An intelligent multi-fidelity surrogate-assisted multi-objective reservoir production optimization method based on transfer stacking

Recently, many researchers have focused on reservoir production optimization because it is one of the most essential processes in closed-loop reservoir management. Surrogate-assisted production optimization in particular has received a lot of research attention. This technique applies a simple yet vigorous approximation model to substitute expensive numerical simulation runs. However, almost all the existing methods independently use a single approximation model and neglect the potential synergies between these models. In order to make full use of the potential synergies of these existing approximation models, a novel multi-fidelity (MF) surrogate-assisted multi-objective production optimization (MOPO) method based on transfer stacking (MFTS-MOPO) is proposed. In the MFTS-MOPO method, the radial basis function network and support vector regression surrogate models are applied to approximate the high-fidelity (HF) model as the two additional low-fidelity (LF) models. Then a multi-fidelity surrogate model is adopted to evaluate objectives during the optimization process by transferring the two additional and streamline low-fidelity models to the computationally expensive high-fidelity model. Furthermore, two sampling infill strategies are applied to efficiently improve the quality of the multi-fidelity surrogate model.

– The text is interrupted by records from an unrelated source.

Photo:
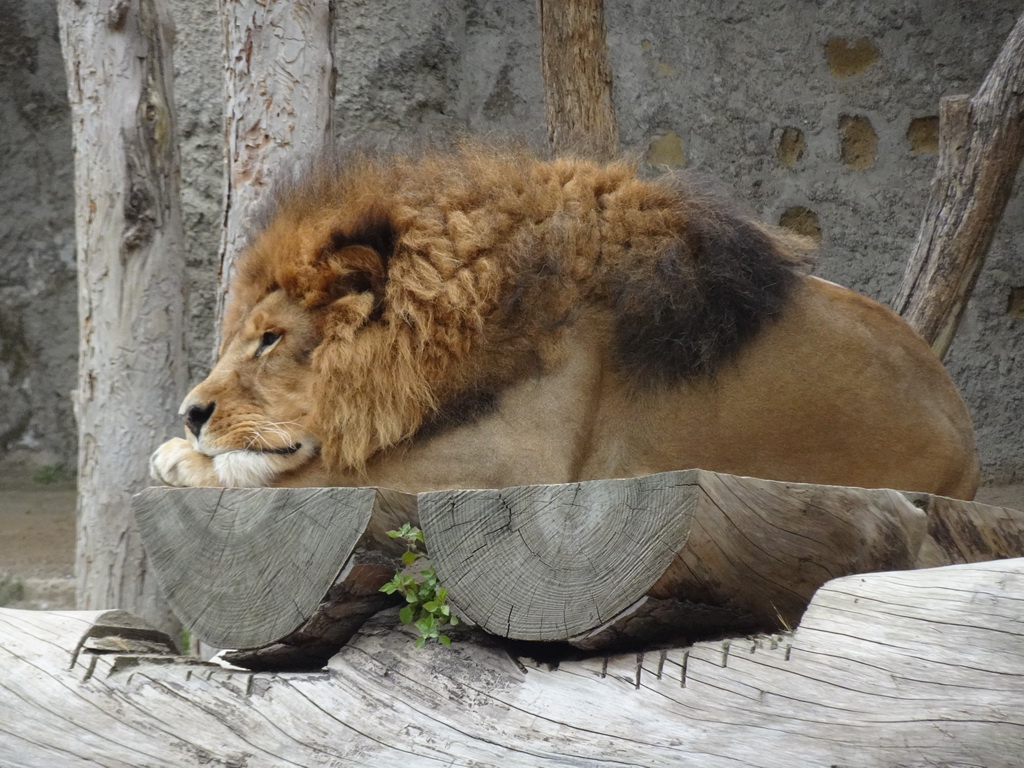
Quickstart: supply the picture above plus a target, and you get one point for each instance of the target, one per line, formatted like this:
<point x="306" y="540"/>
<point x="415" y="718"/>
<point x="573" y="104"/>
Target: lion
<point x="478" y="316"/>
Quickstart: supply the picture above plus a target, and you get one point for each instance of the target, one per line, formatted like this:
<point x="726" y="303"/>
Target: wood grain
<point x="683" y="555"/>
<point x="246" y="567"/>
<point x="279" y="111"/>
<point x="981" y="142"/>
<point x="132" y="363"/>
<point x="912" y="669"/>
<point x="578" y="78"/>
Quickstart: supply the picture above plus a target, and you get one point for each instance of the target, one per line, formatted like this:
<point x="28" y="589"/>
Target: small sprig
<point x="426" y="603"/>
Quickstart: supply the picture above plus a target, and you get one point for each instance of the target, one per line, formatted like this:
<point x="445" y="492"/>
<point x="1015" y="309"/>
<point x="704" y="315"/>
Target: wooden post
<point x="280" y="98"/>
<point x="132" y="364"/>
<point x="981" y="141"/>
<point x="578" y="78"/>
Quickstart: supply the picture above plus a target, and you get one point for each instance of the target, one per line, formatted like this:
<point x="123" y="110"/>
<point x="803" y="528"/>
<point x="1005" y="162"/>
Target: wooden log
<point x="279" y="100"/>
<point x="912" y="669"/>
<point x="132" y="361"/>
<point x="681" y="555"/>
<point x="602" y="564"/>
<point x="290" y="573"/>
<point x="981" y="142"/>
<point x="578" y="77"/>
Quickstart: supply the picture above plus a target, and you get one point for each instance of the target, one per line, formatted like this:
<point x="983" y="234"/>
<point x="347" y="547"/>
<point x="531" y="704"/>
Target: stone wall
<point x="818" y="115"/>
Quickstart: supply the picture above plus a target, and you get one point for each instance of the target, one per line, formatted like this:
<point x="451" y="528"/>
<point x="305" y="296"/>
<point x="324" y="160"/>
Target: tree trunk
<point x="132" y="364"/>
<point x="280" y="99"/>
<point x="578" y="78"/>
<point x="921" y="668"/>
<point x="981" y="141"/>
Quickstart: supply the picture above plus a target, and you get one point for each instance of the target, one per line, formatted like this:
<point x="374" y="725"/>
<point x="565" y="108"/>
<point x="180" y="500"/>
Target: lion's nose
<point x="197" y="416"/>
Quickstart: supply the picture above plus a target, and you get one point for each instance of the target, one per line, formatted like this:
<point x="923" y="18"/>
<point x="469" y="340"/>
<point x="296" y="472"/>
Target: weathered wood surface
<point x="291" y="571"/>
<point x="279" y="83"/>
<point x="578" y="77"/>
<point x="919" y="668"/>
<point x="132" y="361"/>
<point x="981" y="142"/>
<point x="679" y="555"/>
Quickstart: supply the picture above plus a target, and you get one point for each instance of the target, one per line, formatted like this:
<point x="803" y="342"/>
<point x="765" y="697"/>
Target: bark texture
<point x="981" y="141"/>
<point x="578" y="78"/>
<point x="132" y="365"/>
<point x="280" y="89"/>
<point x="912" y="669"/>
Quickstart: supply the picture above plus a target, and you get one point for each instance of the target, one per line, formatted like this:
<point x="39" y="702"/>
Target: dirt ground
<point x="37" y="541"/>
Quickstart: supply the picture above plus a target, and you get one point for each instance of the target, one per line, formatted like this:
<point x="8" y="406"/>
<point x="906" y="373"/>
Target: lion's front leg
<point x="177" y="463"/>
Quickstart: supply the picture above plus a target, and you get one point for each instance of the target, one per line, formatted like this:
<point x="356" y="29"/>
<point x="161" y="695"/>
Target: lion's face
<point x="251" y="415"/>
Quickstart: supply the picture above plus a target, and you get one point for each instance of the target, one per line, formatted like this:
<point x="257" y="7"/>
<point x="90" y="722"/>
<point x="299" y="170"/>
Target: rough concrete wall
<point x="816" y="114"/>
<point x="824" y="114"/>
<point x="38" y="297"/>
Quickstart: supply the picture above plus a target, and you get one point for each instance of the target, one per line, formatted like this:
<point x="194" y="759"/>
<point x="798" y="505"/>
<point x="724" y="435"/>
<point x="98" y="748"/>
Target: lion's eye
<point x="266" y="341"/>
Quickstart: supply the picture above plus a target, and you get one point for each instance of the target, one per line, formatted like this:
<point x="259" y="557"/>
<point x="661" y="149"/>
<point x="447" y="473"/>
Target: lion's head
<point x="379" y="291"/>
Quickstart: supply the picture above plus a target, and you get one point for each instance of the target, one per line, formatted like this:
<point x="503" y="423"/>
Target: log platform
<point x="286" y="576"/>
<point x="919" y="668"/>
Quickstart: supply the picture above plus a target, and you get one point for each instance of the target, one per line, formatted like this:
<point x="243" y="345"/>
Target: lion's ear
<point x="358" y="255"/>
<point x="358" y="269"/>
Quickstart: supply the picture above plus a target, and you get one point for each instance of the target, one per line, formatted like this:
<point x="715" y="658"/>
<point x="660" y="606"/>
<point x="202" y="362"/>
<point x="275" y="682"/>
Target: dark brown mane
<point x="444" y="272"/>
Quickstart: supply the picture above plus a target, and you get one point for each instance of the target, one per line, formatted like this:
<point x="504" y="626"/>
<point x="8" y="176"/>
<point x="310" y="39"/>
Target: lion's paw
<point x="177" y="463"/>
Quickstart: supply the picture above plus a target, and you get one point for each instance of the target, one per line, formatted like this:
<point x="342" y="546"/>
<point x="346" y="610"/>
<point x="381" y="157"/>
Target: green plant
<point x="426" y="606"/>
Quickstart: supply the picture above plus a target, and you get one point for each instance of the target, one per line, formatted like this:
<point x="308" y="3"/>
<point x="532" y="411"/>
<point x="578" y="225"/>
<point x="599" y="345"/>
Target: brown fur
<point x="418" y="295"/>
<point x="492" y="252"/>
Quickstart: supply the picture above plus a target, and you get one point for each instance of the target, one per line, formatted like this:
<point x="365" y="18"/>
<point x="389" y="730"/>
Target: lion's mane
<point x="442" y="276"/>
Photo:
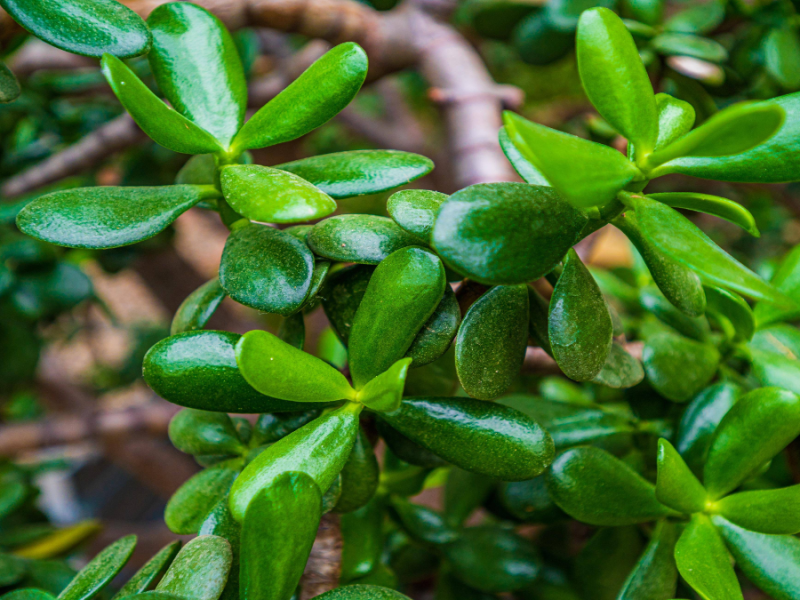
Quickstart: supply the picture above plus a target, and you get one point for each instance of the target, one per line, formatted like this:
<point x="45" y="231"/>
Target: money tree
<point x="669" y="459"/>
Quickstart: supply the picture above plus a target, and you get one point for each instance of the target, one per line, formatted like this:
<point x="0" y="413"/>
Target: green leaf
<point x="151" y="572"/>
<point x="681" y="286"/>
<point x="9" y="86"/>
<point x="415" y="211"/>
<point x="279" y="528"/>
<point x="100" y="571"/>
<point x="765" y="511"/>
<point x="787" y="280"/>
<point x="772" y="562"/>
<point x="197" y="67"/>
<point x="621" y="370"/>
<point x="198" y="370"/>
<point x="314" y="98"/>
<point x="202" y="432"/>
<point x="615" y="79"/>
<point x="579" y="327"/>
<point x="723" y="208"/>
<point x="87" y="27"/>
<point x="410" y="282"/>
<point x="385" y="391"/>
<point x="266" y="269"/>
<point x="734" y="130"/>
<point x="726" y="305"/>
<point x="704" y="563"/>
<point x="360" y="172"/>
<point x="505" y="233"/>
<point x="477" y="436"/>
<point x="678" y="238"/>
<point x="594" y="487"/>
<point x="497" y="320"/>
<point x="655" y="575"/>
<point x="366" y="239"/>
<point x="200" y="570"/>
<point x="493" y="559"/>
<point x="755" y="429"/>
<point x="198" y="308"/>
<point x="196" y="498"/>
<point x="319" y="449"/>
<point x="677" y="367"/>
<point x="700" y="419"/>
<point x="675" y="119"/>
<point x="107" y="217"/>
<point x="604" y="171"/>
<point x="164" y="125"/>
<point x="360" y="476"/>
<point x="435" y="337"/>
<point x="676" y="485"/>
<point x="280" y="370"/>
<point x="273" y="196"/>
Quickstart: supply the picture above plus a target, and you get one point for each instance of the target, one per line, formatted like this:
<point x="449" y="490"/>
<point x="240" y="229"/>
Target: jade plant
<point x="676" y="458"/>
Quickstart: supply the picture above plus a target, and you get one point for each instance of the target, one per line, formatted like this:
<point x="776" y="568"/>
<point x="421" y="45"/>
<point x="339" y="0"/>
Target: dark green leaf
<point x="266" y="269"/>
<point x="595" y="487"/>
<point x="164" y="125"/>
<point x="478" y="436"/>
<point x="410" y="283"/>
<point x="107" y="217"/>
<point x="197" y="67"/>
<point x="360" y="172"/>
<point x="505" y="233"/>
<point x="315" y="97"/>
<point x="88" y="27"/>
<point x="580" y="328"/>
<point x="277" y="534"/>
<point x="273" y="196"/>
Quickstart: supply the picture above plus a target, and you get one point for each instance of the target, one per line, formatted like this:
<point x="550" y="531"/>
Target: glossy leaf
<point x="505" y="233"/>
<point x="164" y="125"/>
<point x="410" y="283"/>
<point x="88" y="27"/>
<point x="731" y="131"/>
<point x="266" y="269"/>
<point x="676" y="486"/>
<point x="723" y="208"/>
<point x="580" y="328"/>
<point x="365" y="239"/>
<point x="772" y="562"/>
<point x="477" y="436"/>
<point x="100" y="571"/>
<point x="615" y="79"/>
<point x="604" y="171"/>
<point x="319" y="449"/>
<point x="198" y="308"/>
<point x="273" y="196"/>
<point x="197" y="67"/>
<point x="676" y="236"/>
<point x="107" y="217"/>
<point x="360" y="172"/>
<point x="415" y="211"/>
<point x="280" y="370"/>
<point x="277" y="534"/>
<point x="198" y="370"/>
<point x="315" y="97"/>
<point x="655" y="575"/>
<point x="385" y="391"/>
<point x="677" y="367"/>
<point x="200" y="570"/>
<point x="703" y="561"/>
<point x="497" y="320"/>
<point x="755" y="429"/>
<point x="596" y="488"/>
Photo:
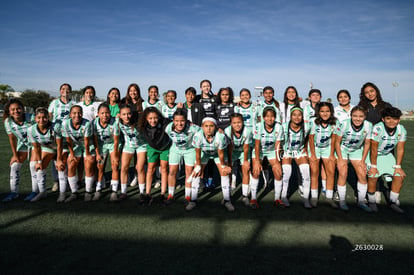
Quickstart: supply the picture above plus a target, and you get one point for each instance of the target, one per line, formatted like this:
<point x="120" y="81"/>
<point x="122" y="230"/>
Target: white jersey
<point x="90" y="111"/>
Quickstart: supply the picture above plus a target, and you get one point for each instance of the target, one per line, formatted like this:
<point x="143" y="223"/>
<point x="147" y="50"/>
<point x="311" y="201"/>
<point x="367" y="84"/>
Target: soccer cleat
<point x="61" y="198"/>
<point x="307" y="204"/>
<point x="332" y="203"/>
<point x="314" y="202"/>
<point x="55" y="186"/>
<point x="123" y="196"/>
<point x="96" y="196"/>
<point x="254" y="205"/>
<point x="72" y="197"/>
<point x="191" y="205"/>
<point x="30" y="196"/>
<point x="113" y="197"/>
<point x="88" y="197"/>
<point x="373" y="207"/>
<point x="39" y="196"/>
<point x="245" y="201"/>
<point x="343" y="206"/>
<point x="396" y="208"/>
<point x="10" y="197"/>
<point x="286" y="202"/>
<point x="364" y="207"/>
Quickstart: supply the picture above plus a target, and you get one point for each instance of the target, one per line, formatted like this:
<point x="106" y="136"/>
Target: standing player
<point x="387" y="135"/>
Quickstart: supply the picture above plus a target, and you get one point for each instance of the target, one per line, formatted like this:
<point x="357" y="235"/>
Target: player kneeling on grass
<point x="76" y="132"/>
<point x="16" y="123"/>
<point x="267" y="137"/>
<point x="210" y="144"/>
<point x="181" y="133"/>
<point x="351" y="144"/>
<point x="295" y="148"/>
<point x="321" y="146"/>
<point x="239" y="152"/>
<point x="387" y="135"/>
<point x="42" y="135"/>
<point x="105" y="133"/>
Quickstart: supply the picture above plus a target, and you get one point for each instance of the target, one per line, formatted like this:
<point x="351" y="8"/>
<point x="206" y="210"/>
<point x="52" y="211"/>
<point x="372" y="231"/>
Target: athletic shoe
<point x="30" y="196"/>
<point x="11" y="197"/>
<point x="113" y="197"/>
<point x="191" y="205"/>
<point x="279" y="203"/>
<point x="96" y="196"/>
<point x="245" y="201"/>
<point x="364" y="207"/>
<point x="72" y="197"/>
<point x="343" y="206"/>
<point x="254" y="205"/>
<point x="228" y="206"/>
<point x="373" y="207"/>
<point x="396" y="208"/>
<point x="314" y="202"/>
<point x="39" y="196"/>
<point x="286" y="202"/>
<point x="123" y="196"/>
<point x="134" y="181"/>
<point x="88" y="197"/>
<point x="169" y="200"/>
<point x="61" y="198"/>
<point x="307" y="204"/>
<point x="332" y="203"/>
<point x="55" y="186"/>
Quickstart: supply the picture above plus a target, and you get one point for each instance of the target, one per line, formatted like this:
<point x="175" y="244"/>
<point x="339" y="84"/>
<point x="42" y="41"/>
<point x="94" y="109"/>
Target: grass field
<point x="125" y="238"/>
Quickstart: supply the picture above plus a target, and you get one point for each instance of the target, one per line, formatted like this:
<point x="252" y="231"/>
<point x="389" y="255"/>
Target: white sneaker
<point x="61" y="198"/>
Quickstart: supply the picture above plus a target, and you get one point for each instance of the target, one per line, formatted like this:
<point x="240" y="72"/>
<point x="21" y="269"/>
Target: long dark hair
<point x="318" y="119"/>
<point x="364" y="102"/>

The uniqueness of the proposed MFTS-MOPO method is that the transfer stacking technique is employed to efficiently use the information from different fidelity models to establish the MF surrogate model and the infill sampling strategy used to improve its performance. In addition, three benchmark problems and two reservoirs with different scales were applied to illustrate the effectiveness and accuracy of the MFTS-MOPO method. It was found that the MFTS-MOPO method had superior performance in convergence and diversity than other conventional methods.